Financial uncertainty continues to challenge project delivery, but innovation in eco‑design for buildings is shaping resilience. Bio‑based composites, recycled aggregates, and other low carbon construction materials are reducing the carbon footprint of construction while improving building lifecycle performance. These advances reflect a growing commitment to circular economy principles, encouraging end‑of‑life reuse in construction and integrating circular construction strategies into procurement frameworks.
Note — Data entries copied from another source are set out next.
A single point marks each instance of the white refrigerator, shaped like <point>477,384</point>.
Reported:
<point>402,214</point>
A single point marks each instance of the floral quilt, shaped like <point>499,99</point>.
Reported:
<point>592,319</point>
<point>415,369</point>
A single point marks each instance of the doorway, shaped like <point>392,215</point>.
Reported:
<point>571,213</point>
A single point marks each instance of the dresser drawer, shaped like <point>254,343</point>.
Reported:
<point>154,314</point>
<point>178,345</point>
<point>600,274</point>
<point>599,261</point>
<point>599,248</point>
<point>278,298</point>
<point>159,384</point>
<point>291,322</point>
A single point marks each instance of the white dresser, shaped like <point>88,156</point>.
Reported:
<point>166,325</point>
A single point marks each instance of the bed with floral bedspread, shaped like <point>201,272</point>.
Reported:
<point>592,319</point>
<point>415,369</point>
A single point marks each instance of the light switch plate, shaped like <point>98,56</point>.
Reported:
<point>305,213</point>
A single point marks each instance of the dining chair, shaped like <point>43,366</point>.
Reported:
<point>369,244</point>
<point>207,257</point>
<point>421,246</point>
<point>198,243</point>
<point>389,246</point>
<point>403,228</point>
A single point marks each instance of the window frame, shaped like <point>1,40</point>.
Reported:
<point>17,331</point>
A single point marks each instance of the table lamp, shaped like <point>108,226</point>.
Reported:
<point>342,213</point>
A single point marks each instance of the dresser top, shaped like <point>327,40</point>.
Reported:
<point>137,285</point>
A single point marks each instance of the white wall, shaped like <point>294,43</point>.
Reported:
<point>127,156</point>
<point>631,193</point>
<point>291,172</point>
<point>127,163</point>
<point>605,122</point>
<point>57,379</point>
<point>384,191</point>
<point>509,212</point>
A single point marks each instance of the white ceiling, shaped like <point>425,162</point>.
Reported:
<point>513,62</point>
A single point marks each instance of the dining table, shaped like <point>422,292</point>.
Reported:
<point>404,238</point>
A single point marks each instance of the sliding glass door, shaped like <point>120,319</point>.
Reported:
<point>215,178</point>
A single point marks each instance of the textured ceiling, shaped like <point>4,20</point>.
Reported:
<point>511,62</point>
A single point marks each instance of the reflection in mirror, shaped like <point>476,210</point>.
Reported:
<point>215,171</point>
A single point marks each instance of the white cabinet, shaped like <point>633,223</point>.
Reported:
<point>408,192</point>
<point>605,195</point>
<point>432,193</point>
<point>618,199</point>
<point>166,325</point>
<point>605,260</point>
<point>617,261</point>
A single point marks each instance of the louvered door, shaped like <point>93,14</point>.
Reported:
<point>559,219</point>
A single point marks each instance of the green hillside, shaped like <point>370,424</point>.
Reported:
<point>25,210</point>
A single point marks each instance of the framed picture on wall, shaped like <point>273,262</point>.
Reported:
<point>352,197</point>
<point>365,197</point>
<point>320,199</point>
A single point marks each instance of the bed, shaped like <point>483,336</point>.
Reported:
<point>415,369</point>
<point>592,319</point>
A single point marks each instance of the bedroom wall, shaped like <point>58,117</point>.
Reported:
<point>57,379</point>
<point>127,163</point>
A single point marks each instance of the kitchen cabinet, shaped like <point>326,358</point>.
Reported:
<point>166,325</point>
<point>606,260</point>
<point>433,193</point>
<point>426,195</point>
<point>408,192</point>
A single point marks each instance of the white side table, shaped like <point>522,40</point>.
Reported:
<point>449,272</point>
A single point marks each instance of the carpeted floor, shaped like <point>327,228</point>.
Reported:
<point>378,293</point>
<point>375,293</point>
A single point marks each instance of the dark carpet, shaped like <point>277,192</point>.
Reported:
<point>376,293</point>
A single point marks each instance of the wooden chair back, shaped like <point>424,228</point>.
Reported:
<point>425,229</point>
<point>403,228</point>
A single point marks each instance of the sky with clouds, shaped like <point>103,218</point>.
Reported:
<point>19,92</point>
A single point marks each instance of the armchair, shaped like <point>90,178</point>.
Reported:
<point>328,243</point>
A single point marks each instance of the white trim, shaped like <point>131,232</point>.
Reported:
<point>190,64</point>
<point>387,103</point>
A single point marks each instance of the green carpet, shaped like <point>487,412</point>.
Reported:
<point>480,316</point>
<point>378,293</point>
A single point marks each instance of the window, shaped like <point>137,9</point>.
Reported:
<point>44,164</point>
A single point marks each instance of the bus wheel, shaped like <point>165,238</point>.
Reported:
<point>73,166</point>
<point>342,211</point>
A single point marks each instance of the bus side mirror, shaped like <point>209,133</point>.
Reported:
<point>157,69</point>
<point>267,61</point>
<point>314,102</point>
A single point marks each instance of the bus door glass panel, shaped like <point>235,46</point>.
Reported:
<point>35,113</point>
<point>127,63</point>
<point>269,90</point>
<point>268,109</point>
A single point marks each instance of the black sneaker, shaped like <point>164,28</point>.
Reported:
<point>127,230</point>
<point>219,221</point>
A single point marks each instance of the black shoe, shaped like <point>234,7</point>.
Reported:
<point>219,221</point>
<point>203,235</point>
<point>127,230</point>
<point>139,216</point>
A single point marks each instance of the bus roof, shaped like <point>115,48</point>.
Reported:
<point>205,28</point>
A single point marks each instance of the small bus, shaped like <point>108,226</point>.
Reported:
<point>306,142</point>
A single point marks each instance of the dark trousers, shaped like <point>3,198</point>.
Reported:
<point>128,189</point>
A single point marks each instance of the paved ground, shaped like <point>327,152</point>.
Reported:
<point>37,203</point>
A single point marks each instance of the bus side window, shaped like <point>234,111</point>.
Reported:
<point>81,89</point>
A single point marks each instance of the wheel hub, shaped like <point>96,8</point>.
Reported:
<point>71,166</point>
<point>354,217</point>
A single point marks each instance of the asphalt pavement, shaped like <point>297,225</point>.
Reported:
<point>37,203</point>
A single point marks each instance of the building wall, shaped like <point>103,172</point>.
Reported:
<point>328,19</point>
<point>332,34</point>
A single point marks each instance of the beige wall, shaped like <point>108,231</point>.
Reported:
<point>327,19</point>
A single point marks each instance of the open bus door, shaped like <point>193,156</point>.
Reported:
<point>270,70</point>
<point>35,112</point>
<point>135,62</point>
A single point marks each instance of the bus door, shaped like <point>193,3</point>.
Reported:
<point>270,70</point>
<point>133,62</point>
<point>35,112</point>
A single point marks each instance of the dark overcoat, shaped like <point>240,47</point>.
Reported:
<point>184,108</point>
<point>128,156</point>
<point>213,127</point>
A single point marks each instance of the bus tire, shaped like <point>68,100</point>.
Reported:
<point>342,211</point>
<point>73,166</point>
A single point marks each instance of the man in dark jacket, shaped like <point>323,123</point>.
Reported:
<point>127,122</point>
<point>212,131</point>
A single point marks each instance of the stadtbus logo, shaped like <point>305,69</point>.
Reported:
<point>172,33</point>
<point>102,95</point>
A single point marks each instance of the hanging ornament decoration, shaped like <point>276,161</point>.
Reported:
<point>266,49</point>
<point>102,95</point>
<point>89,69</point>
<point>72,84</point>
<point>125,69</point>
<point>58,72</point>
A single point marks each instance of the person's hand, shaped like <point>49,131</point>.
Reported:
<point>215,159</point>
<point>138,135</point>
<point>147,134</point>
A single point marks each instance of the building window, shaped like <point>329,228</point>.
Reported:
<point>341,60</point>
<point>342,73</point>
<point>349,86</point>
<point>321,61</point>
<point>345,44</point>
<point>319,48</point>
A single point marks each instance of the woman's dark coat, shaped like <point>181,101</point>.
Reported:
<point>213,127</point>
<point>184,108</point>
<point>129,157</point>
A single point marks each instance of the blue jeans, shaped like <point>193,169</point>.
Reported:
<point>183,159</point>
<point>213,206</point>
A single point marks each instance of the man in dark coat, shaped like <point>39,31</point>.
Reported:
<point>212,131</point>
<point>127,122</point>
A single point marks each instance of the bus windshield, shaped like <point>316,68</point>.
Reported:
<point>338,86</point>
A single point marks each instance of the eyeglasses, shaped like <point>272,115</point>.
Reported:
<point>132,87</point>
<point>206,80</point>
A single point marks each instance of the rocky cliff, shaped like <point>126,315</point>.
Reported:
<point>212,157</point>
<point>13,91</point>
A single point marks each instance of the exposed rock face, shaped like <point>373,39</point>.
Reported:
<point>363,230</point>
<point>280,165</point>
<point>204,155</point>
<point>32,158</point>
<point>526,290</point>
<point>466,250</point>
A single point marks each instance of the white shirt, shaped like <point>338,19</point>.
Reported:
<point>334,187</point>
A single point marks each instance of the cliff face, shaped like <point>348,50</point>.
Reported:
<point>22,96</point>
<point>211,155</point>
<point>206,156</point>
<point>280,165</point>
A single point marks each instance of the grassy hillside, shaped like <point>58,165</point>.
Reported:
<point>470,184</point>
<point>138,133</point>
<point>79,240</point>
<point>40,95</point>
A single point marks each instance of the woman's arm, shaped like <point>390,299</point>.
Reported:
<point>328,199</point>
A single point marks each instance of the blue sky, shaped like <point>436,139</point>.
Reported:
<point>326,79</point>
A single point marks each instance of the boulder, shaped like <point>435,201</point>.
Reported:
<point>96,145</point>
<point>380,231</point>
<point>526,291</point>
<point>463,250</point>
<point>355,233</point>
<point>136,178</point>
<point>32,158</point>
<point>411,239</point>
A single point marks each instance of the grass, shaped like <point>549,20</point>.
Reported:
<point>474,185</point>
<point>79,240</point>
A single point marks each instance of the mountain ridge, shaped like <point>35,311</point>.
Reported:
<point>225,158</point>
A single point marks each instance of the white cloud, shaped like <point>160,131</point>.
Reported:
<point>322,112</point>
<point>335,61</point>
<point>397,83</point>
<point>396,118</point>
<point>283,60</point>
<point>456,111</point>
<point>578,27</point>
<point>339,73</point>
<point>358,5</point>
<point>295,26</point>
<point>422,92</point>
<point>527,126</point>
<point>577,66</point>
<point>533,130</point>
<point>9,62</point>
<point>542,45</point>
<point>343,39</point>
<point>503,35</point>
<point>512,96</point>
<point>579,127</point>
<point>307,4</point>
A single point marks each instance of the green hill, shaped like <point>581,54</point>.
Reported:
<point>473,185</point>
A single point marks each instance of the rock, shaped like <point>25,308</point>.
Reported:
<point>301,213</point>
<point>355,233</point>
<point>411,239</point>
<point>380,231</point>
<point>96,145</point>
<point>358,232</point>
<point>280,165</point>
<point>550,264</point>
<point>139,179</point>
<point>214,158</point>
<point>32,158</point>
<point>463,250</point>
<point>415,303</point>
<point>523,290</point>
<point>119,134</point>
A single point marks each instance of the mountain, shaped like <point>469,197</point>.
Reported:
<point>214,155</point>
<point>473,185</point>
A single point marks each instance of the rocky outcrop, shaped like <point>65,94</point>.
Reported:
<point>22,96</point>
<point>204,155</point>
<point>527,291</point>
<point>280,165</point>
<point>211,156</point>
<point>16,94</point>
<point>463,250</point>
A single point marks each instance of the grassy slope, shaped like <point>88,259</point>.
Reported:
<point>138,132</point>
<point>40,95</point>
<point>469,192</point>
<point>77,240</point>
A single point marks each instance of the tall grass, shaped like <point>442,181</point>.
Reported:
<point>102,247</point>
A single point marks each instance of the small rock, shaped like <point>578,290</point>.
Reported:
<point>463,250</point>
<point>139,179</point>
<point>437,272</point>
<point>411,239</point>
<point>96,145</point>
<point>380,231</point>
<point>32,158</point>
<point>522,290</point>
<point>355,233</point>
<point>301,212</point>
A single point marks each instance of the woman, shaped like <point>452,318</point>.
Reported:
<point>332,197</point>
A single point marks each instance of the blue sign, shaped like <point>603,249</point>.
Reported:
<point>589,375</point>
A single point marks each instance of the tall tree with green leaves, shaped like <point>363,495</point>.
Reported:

Market demand for environmental product declarations (EPDs) is rising as investors seek transparency on the environmental impact of construction and its contribution to net zero whole life carbon goals. The global agenda is shifting toward decarbonising the built environment, supported by policies that embed resource efficiency in construction and promote sustainable building design as standard practice rather than innovation.

The push for environmentally sustainable architecture is strengthening links between sustainable material specification and life cycle thinking in construction, driving green infrastructure investment and supporting net zero carbon pathways across urban systems. The sector’s trajectory suggests that environmental sustainability in construction is no longer an aspirational narrative but a measurable economic driver shaping the future of low carbon design and sustainable urban development worldwide.